Last week I received a notice from my credit card issuer (Scotiabank Visa) concerning some revised terms of contract for my personal card. (Yes, they’re probably allowed to do that.)

Among the new terms, they say they will no longer retain online credit card statements for 12 months, but only for 90 days. They advise downloading them regularly.

I’ve heard of other Canadian banks doing this sort of thing, especially for corporate credit cards.

This is 2016. Even if they have 1 million customers, those extra 9 months would fit easily on a 200-dollar hard drive. Maybe 1000 dollars for a RAID array.

Why would they do this? Doesn’t it contradict all those advertisements encouraging people to use online statements?

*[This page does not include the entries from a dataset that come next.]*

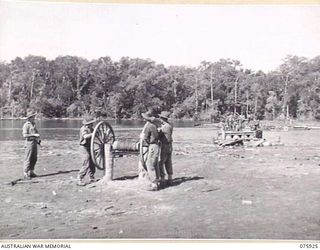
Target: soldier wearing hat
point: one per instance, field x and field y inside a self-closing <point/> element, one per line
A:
<point x="85" y="139"/>
<point x="32" y="136"/>
<point x="165" y="137"/>
<point x="150" y="138"/>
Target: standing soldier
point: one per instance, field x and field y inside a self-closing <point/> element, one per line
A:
<point x="30" y="133"/>
<point x="85" y="139"/>
<point x="165" y="136"/>
<point x="150" y="139"/>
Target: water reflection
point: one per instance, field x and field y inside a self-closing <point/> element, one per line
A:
<point x="62" y="129"/>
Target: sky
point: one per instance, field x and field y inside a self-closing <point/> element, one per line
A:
<point x="260" y="37"/>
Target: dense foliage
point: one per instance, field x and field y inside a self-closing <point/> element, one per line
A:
<point x="69" y="86"/>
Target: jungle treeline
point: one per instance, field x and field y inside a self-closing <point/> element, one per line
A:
<point x="70" y="86"/>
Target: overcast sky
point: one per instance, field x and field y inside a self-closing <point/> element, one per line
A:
<point x="259" y="36"/>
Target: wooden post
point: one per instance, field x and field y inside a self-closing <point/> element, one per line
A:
<point x="108" y="162"/>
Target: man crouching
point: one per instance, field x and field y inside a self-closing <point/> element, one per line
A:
<point x="150" y="139"/>
<point x="85" y="139"/>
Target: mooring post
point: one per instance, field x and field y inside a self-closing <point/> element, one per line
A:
<point x="108" y="162"/>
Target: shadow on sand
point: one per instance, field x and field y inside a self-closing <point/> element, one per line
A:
<point x="178" y="181"/>
<point x="36" y="180"/>
<point x="175" y="182"/>
<point x="59" y="172"/>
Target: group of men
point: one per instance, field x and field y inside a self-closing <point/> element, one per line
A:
<point x="156" y="137"/>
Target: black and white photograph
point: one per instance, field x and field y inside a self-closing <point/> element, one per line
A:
<point x="159" y="121"/>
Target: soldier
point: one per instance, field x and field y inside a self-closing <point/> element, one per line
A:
<point x="85" y="139"/>
<point x="165" y="136"/>
<point x="150" y="138"/>
<point x="30" y="133"/>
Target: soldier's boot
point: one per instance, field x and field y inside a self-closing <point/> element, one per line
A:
<point x="169" y="182"/>
<point x="92" y="179"/>
<point x="26" y="176"/>
<point x="32" y="174"/>
<point x="81" y="182"/>
<point x="162" y="183"/>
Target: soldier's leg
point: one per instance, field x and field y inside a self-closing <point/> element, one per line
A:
<point x="34" y="158"/>
<point x="27" y="159"/>
<point x="162" y="162"/>
<point x="142" y="171"/>
<point x="85" y="159"/>
<point x="168" y="165"/>
<point x="152" y="165"/>
<point x="92" y="169"/>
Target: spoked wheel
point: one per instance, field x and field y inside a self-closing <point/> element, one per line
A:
<point x="143" y="153"/>
<point x="102" y="133"/>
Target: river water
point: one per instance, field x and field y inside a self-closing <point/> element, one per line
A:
<point x="60" y="129"/>
<point x="68" y="130"/>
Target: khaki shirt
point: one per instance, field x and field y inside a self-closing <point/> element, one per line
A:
<point x="85" y="141"/>
<point x="28" y="129"/>
<point x="166" y="130"/>
<point x="150" y="133"/>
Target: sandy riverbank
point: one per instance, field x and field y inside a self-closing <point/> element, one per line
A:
<point x="230" y="193"/>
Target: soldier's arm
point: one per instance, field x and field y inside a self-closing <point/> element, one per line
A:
<point x="86" y="134"/>
<point x="26" y="134"/>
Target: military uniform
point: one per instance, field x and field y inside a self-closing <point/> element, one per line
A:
<point x="87" y="163"/>
<point x="150" y="138"/>
<point x="165" y="137"/>
<point x="31" y="145"/>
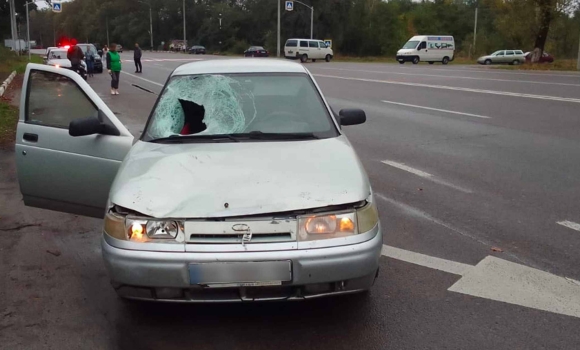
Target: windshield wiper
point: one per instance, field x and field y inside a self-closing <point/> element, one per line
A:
<point x="253" y="135"/>
<point x="176" y="138"/>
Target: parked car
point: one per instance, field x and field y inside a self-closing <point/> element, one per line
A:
<point x="307" y="49"/>
<point x="98" y="60"/>
<point x="256" y="51"/>
<point x="58" y="58"/>
<point x="242" y="187"/>
<point x="545" y="58"/>
<point x="45" y="57"/>
<point x="427" y="48"/>
<point x="197" y="50"/>
<point x="503" y="57"/>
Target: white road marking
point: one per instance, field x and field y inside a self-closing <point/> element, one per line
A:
<point x="424" y="175"/>
<point x="504" y="281"/>
<point x="453" y="76"/>
<point x="454" y="88"/>
<point x="147" y="80"/>
<point x="570" y="224"/>
<point x="437" y="109"/>
<point x="426" y="260"/>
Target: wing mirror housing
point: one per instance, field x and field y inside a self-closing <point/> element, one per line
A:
<point x="91" y="126"/>
<point x="352" y="116"/>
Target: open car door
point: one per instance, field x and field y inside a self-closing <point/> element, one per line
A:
<point x="56" y="170"/>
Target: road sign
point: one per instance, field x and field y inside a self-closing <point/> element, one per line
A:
<point x="56" y="6"/>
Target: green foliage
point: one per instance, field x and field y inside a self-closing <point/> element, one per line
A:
<point x="357" y="27"/>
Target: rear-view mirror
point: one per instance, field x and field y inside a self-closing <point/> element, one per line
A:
<point x="352" y="116"/>
<point x="91" y="126"/>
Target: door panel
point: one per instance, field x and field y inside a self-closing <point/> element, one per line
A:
<point x="55" y="170"/>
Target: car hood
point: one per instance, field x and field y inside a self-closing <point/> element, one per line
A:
<point x="404" y="51"/>
<point x="201" y="180"/>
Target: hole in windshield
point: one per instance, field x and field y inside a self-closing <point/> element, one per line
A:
<point x="239" y="104"/>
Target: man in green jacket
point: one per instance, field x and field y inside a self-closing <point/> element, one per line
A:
<point x="114" y="67"/>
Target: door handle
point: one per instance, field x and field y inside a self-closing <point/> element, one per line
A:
<point x="30" y="137"/>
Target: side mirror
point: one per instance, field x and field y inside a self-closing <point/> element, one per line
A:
<point x="352" y="116"/>
<point x="91" y="126"/>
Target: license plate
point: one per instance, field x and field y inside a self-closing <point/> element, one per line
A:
<point x="240" y="274"/>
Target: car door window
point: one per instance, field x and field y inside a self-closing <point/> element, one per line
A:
<point x="55" y="100"/>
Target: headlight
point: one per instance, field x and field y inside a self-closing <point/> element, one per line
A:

Because they probably have a service to retrieve older statement for a fee and they are betting a lot of people will pay that fee.

They seem to have 23 million customers. Commercial data centers do not simply order a new hard drive from NewEgg. My company supports the U.S. Department of Education, and their data center contractor charges them surprisingly high amounts to manage 1G of disk space each month. It’s not just the cost of a drive–you have to provide power, 24x7 availability, backup and retrieval, disaster recovery–the list goes on.

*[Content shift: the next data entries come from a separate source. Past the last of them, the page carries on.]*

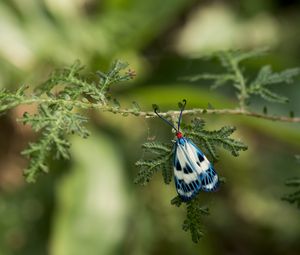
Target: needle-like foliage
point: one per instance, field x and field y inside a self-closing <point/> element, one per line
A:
<point x="235" y="76"/>
<point x="58" y="101"/>
<point x="159" y="157"/>
<point x="61" y="103"/>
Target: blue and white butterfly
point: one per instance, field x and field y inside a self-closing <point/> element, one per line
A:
<point x="192" y="170"/>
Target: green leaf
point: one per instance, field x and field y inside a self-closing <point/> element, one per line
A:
<point x="193" y="221"/>
<point x="266" y="77"/>
<point x="160" y="161"/>
<point x="209" y="140"/>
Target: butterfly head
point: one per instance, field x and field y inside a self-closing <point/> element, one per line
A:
<point x="179" y="135"/>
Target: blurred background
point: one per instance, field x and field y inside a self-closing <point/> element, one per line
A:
<point x="89" y="205"/>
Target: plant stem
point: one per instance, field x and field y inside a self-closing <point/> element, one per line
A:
<point x="150" y="114"/>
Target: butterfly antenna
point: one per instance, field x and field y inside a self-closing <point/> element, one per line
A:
<point x="164" y="119"/>
<point x="180" y="115"/>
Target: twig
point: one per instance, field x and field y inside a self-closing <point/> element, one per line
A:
<point x="151" y="114"/>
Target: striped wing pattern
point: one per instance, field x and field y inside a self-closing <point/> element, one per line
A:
<point x="192" y="170"/>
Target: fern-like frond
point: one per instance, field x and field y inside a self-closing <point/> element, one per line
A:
<point x="266" y="77"/>
<point x="194" y="214"/>
<point x="161" y="161"/>
<point x="209" y="140"/>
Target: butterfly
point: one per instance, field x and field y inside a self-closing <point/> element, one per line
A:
<point x="192" y="170"/>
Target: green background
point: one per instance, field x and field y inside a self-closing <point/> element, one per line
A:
<point x="89" y="205"/>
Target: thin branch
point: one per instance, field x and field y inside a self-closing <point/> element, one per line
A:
<point x="151" y="114"/>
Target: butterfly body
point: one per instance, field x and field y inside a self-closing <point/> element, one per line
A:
<point x="192" y="170"/>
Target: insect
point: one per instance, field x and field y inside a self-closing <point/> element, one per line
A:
<point x="192" y="170"/>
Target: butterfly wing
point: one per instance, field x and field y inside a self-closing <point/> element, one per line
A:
<point x="192" y="171"/>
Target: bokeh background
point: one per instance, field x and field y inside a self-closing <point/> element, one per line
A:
<point x="89" y="205"/>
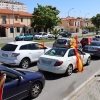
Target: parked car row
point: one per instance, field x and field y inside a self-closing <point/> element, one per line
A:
<point x="59" y="59"/>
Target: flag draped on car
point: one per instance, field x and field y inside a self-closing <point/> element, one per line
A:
<point x="79" y="62"/>
<point x="2" y="81"/>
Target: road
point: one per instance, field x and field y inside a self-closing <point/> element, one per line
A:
<point x="5" y="40"/>
<point x="57" y="87"/>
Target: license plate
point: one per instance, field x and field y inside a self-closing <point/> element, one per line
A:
<point x="5" y="55"/>
<point x="46" y="62"/>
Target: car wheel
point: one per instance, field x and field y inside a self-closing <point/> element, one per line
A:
<point x="35" y="90"/>
<point x="88" y="61"/>
<point x="25" y="63"/>
<point x="69" y="70"/>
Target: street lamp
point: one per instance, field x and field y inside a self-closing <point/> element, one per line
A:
<point x="13" y="17"/>
<point x="68" y="17"/>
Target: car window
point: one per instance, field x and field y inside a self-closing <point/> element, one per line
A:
<point x="9" y="47"/>
<point x="71" y="53"/>
<point x="32" y="46"/>
<point x="39" y="46"/>
<point x="61" y="41"/>
<point x="56" y="52"/>
<point x="80" y="52"/>
<point x="10" y="77"/>
<point x="23" y="47"/>
<point x="95" y="43"/>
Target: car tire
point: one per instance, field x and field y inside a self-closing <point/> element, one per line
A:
<point x="88" y="61"/>
<point x="25" y="63"/>
<point x="35" y="90"/>
<point x="69" y="70"/>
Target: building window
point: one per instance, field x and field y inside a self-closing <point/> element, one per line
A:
<point x="18" y="29"/>
<point x="11" y="30"/>
<point x="16" y="18"/>
<point x="3" y="19"/>
<point x="21" y="19"/>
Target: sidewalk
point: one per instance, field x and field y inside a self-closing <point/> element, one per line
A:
<point x="91" y="91"/>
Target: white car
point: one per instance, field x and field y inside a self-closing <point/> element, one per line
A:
<point x="41" y="35"/>
<point x="21" y="53"/>
<point x="61" y="60"/>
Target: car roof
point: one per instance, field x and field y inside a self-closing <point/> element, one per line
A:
<point x="21" y="42"/>
<point x="64" y="38"/>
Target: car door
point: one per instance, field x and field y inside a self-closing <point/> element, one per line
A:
<point x="33" y="52"/>
<point x="72" y="57"/>
<point x="41" y="49"/>
<point x="14" y="89"/>
<point x="82" y="56"/>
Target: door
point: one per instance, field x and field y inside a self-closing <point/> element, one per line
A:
<point x="33" y="52"/>
<point x="82" y="56"/>
<point x="72" y="57"/>
<point x="14" y="89"/>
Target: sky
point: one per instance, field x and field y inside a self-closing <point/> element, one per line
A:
<point x="82" y="8"/>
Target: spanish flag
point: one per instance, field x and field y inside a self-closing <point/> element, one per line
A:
<point x="79" y="62"/>
<point x="2" y="80"/>
<point x="43" y="44"/>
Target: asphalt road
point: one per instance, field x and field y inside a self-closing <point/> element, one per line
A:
<point x="57" y="87"/>
<point x="5" y="40"/>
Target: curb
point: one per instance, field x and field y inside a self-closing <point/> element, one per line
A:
<point x="82" y="87"/>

That being said the cost is probably still very small compared to their overall operations and the cynic in me says that Alley Dweller has the right idea. My bank is Bank of America and I don’t think they store the actual statements; I think they store account data, which has a very small footprint, and generate PDF statements on the fly if you request one (still only ~375KB for one statement).

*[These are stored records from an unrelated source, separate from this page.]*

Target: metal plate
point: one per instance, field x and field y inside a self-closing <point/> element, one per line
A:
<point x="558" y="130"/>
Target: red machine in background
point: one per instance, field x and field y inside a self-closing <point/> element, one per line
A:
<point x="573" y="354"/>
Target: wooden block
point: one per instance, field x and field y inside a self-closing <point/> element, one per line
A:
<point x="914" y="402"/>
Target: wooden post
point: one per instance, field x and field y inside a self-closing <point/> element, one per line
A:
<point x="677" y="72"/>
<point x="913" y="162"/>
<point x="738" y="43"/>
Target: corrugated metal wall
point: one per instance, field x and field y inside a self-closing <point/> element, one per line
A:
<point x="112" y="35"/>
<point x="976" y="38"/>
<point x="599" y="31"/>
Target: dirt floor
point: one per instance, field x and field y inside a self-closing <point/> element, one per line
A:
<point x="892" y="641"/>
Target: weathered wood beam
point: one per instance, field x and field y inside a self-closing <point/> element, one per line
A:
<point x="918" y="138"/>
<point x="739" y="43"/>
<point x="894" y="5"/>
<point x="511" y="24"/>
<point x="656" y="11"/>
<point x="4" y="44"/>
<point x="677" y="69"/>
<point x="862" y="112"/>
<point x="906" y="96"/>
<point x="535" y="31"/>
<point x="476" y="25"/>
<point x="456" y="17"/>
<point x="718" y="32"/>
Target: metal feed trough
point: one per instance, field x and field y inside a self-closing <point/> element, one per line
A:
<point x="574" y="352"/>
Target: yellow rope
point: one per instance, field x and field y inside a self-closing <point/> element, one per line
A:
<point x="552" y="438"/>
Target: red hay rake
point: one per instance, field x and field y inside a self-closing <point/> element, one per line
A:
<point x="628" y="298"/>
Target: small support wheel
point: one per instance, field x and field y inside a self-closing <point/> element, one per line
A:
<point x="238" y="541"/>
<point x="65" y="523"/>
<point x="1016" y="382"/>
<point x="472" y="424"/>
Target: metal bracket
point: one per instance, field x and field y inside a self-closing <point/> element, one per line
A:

I think it might be to make it more difficult to get a clear picture of how much money you spend on interest and penalties, if you want to look.

It’s hard to picture a scenario where the issuing bank gets some kind of advantage when their customer looks at older statements, but easy to picture scenarios where it’s a disadvantage. I think they’re probably not trying to make anything impossible, just erect more barriers to cause more customers to give up looking.

Just this past month I had a bit of difficulty with my electric utility company, having to do with their on-line billing. After several attempts to resolve this (with the final result that my problem with it was partially resolved), I said: Just fuck it, start sending me paper bills via snail-mail again, just like we used to do it back in the 1890’s. It worked then, and it still works now.

Thanks, I see the big idea now. It’s typically devious.

Amazon’s public pricing for S3 ($0.03/(GB*month) plus access fees) gives some idea of the fully loaded cost, complete with redundancy across multiple datacenters and stuff. The credit card company might have inefficient legacy IT that makes the cost to them much higher. I’d still suspect that their reasons are mostly devious, though.

I agree with ‘devious’, but they may be shooting themselves in the foot if a lot of customers elect to go back to paper.

There are a lot of cases now where we are expected to print our own stuff - I just renewed my insurance and it’s all online. If I want a document I have to print my own.

Maybe not…they will just charge a $2 “paper statement fee” to take care of any costs. I know that my credit union has such a fee. I’m waiting for the day when they have a matching $2 “convenience fee” for electronic statements.